Most advanced technology such as ploughs, cultivators, planters, harvesters and irrigation equipment largely benefited male farmers to the detriment of female farmers.

Furthermore, lack of market research and information, limits women farmers to market opportunities, as they are confined to local markets where prices are generally lower than in urban markets.

The Northern Ghana Governance Activity (NGGA) project

These factors among others, which impede agricultural productivity among women farmers, necessitated the initiation of the Northern Ghana Governance Activity (NGGA) project.

The five years project is a United States Agency for International Department (USAID) and Government joint project, which is being implemented by a consortium of non-profit organisations including ActionAid Ghana, SEND Ghana, West Africa Network for Peace-building (WANEP) and led by CARE International Ghana.

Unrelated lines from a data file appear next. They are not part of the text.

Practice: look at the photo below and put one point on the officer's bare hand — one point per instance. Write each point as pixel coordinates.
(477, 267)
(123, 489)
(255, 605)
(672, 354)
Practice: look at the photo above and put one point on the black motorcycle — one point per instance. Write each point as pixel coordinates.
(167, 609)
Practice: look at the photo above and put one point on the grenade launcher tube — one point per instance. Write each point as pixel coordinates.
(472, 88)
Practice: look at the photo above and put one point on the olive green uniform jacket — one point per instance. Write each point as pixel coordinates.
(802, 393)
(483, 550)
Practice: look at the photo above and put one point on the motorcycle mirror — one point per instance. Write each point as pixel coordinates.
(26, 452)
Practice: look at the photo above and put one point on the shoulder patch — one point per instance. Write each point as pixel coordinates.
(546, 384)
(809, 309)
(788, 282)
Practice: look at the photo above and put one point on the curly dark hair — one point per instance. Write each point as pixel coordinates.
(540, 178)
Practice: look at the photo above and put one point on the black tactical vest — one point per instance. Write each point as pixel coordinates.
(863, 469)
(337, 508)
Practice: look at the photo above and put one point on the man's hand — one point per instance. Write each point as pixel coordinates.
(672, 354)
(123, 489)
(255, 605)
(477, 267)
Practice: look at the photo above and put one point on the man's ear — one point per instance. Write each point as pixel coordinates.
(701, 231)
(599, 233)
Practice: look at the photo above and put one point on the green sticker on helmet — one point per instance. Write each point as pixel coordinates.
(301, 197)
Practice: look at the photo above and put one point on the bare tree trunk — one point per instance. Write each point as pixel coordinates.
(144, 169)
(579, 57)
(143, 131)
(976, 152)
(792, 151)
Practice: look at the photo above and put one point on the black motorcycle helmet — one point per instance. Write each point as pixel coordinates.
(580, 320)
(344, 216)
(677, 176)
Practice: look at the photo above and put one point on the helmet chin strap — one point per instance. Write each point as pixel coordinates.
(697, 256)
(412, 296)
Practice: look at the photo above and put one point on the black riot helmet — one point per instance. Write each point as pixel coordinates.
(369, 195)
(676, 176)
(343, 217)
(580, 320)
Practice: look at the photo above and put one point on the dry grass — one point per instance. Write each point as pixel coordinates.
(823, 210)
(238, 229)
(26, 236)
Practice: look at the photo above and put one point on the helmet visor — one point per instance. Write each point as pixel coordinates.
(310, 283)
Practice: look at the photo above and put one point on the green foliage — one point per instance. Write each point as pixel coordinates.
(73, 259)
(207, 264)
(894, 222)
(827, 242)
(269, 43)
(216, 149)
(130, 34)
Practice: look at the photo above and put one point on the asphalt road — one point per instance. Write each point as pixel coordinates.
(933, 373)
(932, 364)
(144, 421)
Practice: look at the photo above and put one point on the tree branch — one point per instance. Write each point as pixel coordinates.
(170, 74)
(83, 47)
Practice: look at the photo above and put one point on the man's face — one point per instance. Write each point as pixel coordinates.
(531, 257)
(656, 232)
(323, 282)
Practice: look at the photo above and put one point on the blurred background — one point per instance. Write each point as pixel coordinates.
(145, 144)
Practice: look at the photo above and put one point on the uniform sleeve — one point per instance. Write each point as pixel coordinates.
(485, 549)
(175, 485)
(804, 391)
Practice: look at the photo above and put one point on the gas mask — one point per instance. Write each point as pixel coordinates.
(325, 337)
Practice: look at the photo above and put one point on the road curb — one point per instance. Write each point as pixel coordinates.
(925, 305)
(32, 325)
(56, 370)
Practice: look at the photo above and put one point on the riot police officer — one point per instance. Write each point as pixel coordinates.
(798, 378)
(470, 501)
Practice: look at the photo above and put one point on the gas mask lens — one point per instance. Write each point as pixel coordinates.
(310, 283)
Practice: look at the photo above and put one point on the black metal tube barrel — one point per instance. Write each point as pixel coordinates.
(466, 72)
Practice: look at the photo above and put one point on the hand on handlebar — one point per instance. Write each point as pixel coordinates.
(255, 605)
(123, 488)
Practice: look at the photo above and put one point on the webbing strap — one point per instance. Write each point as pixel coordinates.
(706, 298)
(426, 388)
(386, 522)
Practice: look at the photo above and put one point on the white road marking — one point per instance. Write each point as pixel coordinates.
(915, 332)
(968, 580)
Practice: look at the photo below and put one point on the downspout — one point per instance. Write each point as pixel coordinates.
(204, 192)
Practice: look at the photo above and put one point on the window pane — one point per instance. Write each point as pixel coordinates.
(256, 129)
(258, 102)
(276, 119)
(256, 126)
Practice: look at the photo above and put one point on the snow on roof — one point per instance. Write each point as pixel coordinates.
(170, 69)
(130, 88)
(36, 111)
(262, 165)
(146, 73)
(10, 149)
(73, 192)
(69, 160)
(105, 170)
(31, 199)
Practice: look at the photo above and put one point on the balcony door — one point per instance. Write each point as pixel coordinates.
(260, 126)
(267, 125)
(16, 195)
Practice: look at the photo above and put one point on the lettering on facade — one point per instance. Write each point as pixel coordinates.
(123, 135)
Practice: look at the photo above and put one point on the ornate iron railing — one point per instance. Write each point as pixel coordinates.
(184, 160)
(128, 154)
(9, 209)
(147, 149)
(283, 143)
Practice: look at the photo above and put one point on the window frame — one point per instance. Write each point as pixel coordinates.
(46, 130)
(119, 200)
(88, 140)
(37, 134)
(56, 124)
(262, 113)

The project is being implemented across 28 districts in the Northern, Upper East and Upper West Regions.

The NGGA will seek to strengthen institutional capacity for effective co-ordination and integration of key actors in decentralised agricultural development under the “Feed the Future”, the US Government’s global hunger and food security initiative.

It would also improve the enabling environment for community organisations and the private sector to participate in decentralisation and agricultural development as well as enhance the participation of women in local governance to increase their access to agricultural information and opportunities.

Additionally, the aim is to increase community dialogue and consensus building to prevent conflict and ensure sustainable development in agriculture.

NGGA Women in Agriculture Platforms

To be able to enhance women’s participation in local governance, there is the need for well-organised, strong, capable and well co-ordinated networks of women platforms to effectively articulate the issues of women in agriculture in order to create enabling space for them to actively participate in and influence decisions in the agricultural sector.

For this reason, USAID and its implementing partners in February inaugurated the Women in Agriculture Platforms across all 28 beneficiary districts.

Leaders of such platforms were brought together to form one regional platform in each of the three beneficiary regions.

The platforms are expected to serve as avenues for the women to receive capacity building training and co-ordinate their issues such that they would be able to actively participate in local governance with a stronger voice to ensure gender responsiveness of agricultural programmes and budgets for the improvement of their livelihoods.

Members of the platforms include crop and vegetable farmers; livestock and poultry farmers; agro processors; food and agro marketers; women from local non-governmental organisations; civil society organisations; queen mothers and other traditional authorities.

Madam Ruby Wuni, NGGA Women in Agriculture Co-ordinator said the challenges faced by women in agriculture explained the overall importance of the NGGA.

She said bringing women in agriculture across the 28 districts in Northern Ghana unto a common platform would give them a stronger voice that would enable them advocate their needs in agriculture.

Mr Chrys S. K. Pul, Governance and Advocacy Specialist, NGGA advised the platform members to work closely with the District Assembly and other stakeholders to ensure that the needs of women in agriculture are promoted.

Pognaa Rose Babai, Chairperson of the Upper West Regional Women in Agriculture Platform expressed the need for the platform to work with traditional rulers who own the land in order for them to see the need to release enough land for women farmers.

Empowering and investing in women, specifically in rural areas, will significantly increase agricultural productivity while reducing hunger and malnutrition in Ghana.

Women certainly have a greater role to play in the government’s bold agricultural policies such as the “Planting for food and jobs” and the “One village, one dam” among others if the policies are to succeed.

Therefore, empowering women to fully take up the challenge is the way to go for “A stitch on time saves nine”.